A programação atual traduz exatamente o espírito de Jonas Mekas: filmes de novos realizadores e artistas “intermídia”, clássicos escolhidos por críticos, a série Essential Cinema e o especial Jonas Mekas selects: boring Masterpieces. Sempre aderindo a novos equipamentos, tecnologias e inovações, em 2008 o Anthology organizou a retrospectiva From Diaries to Downloads: New Video and Preserved Films from Jonas Mekas com o seu 365 Films, pequenos vídeos para cada dia do ano disponibilizados para download no seu site, e os seus filmes restaurados em película. O “arquivo” também realizou eventos com videogames Wii, disponibiliza através da UbuWeb uma seleção de textos da Film Culture e mantém uma página no Facebook.

Road to NowhereEm termos de preservação, com a ajuda do National Film Preservation Foundation e outras instituições de apoio, diversos títulos da coleção foram preservados e restaurados. Dezessete dos vinte e sete títulos que compuseram o DVD Treasures IV: American Avant-Garde Film, 1947-1986, editado pela National Film Preservation Foundation, foram preservados pela instituição. O acervo conta com mais de 25,000 títulos, uma das maiores coleções de filmes experimentais do mundo, e um extenso acervo documental sobre o cinema independente americano. Nos últimos anos editou publicações importantes como o importante livro sobre um dos maiores restauradores de filmes experimentais, Results You Can’t Refuse: Celebrating 30 Years of BB Optics, Bill Brand, Film Preservationist and Artist, e prepara atualmente o Biographical Encyclopedia of North American Avant-Garde Cinema, a ser lançado em 2013. Todo os anos é concedido o Anthology Film Archives Preseravation Honors que premia arquivista, cineastas, críticos, laboratórios, distribuidores e empresas que contribuem para a preservação audiovisual.

Em 2009, a instalação de Paul Sharits, Shutter Interface, quatro projetores 16mm projetando loops de imagens coloridas, foi lançado após a restauração realizada pelo arquivo. O vídeo diário de Mekas do dia 14 de Abril de 2010, disponível no seu site, traz imagens da instalação sendo projetada na Galeria Naftali em Nova Iorque. Um internauta comenta o vídeo: “o que você acha da nostalgia pelo projetor de filmes, você homem com a câmera digital?”. Jonas Mekas responde:  

"A instalação Shutter Interface na Galeria Naftali não tinha nada a ver com nostalgia: ela era real, aqui e agora. A peça, até onde eu sei, nunca fora realizada antes. Então essa foi a sua première. Agora, hoje. Nostalgia tem a ver com memórias do passado. Mas esse evento aconteceu aqui e agora, não tinha passado. Nostalgia virá daqui a vinte anos...se é que ela virá...
E, afinal, nós não vamos ver uma peça de Goya pela nostalgia dele ter pintado em uma tela: nós vamos ver um Goya porque sua arte é eternamente aqui e agora".

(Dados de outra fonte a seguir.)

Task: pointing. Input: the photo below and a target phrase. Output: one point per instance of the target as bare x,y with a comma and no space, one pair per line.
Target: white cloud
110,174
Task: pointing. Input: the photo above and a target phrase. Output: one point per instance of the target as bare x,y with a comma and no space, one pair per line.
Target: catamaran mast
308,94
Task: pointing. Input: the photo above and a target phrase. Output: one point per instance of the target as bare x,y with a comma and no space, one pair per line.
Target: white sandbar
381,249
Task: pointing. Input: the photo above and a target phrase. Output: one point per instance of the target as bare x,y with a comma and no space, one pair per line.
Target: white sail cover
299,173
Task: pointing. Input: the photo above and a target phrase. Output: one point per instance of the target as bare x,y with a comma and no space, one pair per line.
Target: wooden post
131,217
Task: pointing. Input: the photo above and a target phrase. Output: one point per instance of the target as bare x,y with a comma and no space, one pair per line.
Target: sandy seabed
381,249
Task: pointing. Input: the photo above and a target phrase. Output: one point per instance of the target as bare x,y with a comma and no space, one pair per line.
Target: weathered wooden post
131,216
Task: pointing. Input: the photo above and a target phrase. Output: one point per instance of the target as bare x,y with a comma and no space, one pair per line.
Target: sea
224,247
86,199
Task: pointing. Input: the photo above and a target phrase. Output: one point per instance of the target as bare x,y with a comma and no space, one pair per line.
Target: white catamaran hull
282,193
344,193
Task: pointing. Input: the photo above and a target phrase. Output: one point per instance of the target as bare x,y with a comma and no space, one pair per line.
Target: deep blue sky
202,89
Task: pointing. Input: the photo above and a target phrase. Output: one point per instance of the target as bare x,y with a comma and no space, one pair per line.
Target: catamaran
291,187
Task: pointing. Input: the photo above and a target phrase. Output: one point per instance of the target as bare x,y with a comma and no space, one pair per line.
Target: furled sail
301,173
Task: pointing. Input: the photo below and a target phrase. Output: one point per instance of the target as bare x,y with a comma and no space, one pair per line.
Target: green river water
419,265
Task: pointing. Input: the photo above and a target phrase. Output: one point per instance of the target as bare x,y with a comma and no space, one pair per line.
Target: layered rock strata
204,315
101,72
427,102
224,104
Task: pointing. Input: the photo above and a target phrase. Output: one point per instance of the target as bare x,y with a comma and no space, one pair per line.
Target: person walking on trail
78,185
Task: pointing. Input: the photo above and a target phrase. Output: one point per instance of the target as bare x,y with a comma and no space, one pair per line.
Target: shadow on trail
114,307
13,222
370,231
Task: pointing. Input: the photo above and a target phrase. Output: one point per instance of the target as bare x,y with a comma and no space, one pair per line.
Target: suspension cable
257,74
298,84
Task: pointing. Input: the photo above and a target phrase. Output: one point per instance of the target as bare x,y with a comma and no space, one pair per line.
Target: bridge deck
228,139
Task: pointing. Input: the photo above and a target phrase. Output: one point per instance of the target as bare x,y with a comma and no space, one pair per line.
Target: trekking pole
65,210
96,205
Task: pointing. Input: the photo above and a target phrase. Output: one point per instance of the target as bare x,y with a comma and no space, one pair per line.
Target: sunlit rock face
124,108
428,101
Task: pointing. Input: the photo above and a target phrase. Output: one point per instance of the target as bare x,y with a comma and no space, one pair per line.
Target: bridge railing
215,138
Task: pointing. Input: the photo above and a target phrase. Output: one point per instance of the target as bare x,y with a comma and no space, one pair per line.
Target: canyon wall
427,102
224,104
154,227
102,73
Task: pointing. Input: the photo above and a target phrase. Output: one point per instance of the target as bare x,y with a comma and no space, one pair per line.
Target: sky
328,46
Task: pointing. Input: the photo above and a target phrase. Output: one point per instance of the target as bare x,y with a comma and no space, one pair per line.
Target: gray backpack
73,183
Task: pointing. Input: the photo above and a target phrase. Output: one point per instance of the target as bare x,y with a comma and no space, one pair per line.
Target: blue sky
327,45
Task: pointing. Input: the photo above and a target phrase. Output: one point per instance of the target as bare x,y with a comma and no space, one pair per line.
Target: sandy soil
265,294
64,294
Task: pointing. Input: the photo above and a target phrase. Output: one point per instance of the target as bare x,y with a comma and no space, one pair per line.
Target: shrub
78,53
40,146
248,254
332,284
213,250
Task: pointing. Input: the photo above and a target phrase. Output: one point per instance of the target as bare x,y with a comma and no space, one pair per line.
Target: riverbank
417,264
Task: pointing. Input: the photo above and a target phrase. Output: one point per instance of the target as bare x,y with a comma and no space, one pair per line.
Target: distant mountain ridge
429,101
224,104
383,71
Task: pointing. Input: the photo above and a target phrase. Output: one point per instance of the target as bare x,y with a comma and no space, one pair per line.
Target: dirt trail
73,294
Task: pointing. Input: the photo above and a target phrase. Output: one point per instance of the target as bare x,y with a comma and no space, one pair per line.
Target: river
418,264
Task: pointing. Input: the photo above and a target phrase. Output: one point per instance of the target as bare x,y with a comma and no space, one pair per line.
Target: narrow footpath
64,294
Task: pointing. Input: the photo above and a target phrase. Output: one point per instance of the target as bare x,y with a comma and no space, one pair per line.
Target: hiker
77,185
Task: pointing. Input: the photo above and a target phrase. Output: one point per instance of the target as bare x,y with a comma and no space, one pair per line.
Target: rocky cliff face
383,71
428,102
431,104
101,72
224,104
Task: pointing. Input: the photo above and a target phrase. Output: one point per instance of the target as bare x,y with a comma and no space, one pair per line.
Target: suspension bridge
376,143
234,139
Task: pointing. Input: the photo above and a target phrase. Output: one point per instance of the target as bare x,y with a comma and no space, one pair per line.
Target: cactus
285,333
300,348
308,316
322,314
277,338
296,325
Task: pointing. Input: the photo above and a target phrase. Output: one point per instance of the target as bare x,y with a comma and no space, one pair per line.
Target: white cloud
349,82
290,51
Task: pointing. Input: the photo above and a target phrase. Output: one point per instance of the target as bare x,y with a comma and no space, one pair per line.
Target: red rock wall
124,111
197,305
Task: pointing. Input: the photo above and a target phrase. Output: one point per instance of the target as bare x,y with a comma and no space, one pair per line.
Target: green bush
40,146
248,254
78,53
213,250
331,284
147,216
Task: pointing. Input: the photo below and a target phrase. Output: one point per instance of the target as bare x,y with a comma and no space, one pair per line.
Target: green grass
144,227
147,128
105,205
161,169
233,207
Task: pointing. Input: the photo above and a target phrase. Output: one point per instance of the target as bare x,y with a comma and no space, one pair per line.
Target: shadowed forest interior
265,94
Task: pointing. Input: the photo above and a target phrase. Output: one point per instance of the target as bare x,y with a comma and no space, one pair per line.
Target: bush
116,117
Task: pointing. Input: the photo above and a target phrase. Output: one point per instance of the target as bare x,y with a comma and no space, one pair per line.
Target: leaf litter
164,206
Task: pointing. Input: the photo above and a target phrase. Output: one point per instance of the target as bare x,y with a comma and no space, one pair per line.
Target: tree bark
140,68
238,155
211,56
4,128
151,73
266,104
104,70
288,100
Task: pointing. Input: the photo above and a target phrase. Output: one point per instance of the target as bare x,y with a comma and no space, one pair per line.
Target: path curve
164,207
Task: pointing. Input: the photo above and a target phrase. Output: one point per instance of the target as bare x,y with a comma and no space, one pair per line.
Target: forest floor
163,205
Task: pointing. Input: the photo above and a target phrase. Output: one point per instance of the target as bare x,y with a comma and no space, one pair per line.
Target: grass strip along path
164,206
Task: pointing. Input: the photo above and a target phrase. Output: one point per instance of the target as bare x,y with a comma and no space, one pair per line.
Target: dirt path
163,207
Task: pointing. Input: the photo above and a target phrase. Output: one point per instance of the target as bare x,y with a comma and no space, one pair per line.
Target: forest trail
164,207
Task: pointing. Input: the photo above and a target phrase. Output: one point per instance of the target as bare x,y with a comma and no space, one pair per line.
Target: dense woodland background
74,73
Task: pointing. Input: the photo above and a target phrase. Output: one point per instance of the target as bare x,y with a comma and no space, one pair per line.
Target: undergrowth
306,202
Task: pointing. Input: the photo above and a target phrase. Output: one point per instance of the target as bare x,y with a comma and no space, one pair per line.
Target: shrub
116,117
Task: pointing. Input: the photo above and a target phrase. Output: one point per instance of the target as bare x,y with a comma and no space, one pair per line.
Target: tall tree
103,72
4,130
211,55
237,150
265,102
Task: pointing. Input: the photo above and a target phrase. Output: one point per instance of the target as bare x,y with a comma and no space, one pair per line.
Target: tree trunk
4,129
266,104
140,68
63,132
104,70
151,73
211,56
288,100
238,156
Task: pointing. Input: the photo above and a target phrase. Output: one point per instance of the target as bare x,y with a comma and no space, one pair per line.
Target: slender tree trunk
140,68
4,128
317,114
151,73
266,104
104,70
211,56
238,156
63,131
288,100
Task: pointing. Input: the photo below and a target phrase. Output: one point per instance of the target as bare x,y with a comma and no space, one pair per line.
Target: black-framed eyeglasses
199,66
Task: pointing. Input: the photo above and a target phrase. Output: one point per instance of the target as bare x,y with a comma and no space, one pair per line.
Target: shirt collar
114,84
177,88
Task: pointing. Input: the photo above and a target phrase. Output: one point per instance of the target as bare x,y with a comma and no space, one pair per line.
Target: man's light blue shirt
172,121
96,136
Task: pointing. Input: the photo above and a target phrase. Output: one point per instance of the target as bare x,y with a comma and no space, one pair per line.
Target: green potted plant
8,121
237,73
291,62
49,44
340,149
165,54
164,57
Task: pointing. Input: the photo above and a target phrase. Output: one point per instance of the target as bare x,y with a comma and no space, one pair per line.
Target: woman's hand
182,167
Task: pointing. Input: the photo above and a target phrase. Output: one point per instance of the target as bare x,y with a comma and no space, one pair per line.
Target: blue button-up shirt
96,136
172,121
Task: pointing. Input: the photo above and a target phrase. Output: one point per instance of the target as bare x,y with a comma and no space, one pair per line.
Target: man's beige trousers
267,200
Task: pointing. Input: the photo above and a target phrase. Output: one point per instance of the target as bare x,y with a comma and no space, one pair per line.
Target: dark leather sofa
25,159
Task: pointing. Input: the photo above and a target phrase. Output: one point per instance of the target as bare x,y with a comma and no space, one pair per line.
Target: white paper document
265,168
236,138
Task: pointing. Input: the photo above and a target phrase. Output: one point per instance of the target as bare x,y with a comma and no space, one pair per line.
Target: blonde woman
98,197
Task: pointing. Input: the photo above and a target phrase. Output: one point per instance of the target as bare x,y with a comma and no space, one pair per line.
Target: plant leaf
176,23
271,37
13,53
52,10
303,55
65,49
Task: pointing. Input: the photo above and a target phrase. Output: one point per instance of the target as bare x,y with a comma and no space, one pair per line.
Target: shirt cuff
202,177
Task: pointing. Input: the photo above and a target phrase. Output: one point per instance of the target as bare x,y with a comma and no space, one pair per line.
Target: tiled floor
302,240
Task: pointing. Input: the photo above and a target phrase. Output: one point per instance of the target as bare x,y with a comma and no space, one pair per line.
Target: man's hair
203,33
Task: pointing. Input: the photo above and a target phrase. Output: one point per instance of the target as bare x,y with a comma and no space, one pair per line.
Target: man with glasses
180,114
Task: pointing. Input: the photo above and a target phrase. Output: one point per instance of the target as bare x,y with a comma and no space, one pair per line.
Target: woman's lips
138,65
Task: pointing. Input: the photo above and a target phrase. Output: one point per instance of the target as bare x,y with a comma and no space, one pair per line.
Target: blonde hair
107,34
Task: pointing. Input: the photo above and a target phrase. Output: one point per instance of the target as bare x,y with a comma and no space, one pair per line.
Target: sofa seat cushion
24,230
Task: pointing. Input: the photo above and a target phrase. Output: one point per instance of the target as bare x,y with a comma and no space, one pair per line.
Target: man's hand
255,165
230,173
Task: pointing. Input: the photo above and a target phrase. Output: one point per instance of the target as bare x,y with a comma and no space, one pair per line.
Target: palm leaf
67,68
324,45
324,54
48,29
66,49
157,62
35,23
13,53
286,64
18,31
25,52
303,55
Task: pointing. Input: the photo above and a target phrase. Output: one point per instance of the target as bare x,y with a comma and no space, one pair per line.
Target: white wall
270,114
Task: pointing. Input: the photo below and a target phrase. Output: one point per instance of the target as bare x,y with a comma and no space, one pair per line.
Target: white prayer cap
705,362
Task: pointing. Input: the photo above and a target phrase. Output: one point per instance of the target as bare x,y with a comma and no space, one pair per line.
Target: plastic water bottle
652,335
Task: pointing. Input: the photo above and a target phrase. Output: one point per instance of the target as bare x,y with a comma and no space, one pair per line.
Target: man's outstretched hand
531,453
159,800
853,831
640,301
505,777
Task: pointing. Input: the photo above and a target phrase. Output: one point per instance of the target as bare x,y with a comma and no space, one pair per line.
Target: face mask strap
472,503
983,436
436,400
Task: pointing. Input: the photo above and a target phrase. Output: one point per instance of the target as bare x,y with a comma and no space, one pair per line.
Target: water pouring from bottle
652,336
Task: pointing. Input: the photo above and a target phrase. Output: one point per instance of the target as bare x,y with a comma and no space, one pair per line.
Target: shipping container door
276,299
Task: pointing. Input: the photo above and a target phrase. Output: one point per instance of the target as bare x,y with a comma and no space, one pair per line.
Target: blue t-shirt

Este pé fincado no presente é o que destaca e diferencia o Anthology Film Archives de outras instituições de salvaguarda. O arquivo carrega inevitavelmente a marca da personalidade de Mekas: a constante agitação, uma vida cercada por amizades, a paixão por todas as facetas do cinema e respostas muito imediatas ao seu tempo. Em 2010, o Anthology completou 40 anos. A comemoração se deu em meio amigos e festas, com performances de Kenneth Anger e projeções com acompanhamento musical de Lou Reed e Sonic Youth. O dilema preservar ou difundir nem mesmo cabe para um arquivo nos moldes do Anthology. O cinema independente/experimental/avant-garde se preserva ali quase como uma entidade, sempre em transformação, mas sempre precisando de um espaço todo seu. Neste sentido, o Anthology realmente se tornou a casa do cinema experimental em todos os tempos.  O arquivo não congela o passado, ao contrário, ele o coloca em constante agitação: a preservação se guia pela a fruição que ela permitirá neste “eternamente aqui e agora”.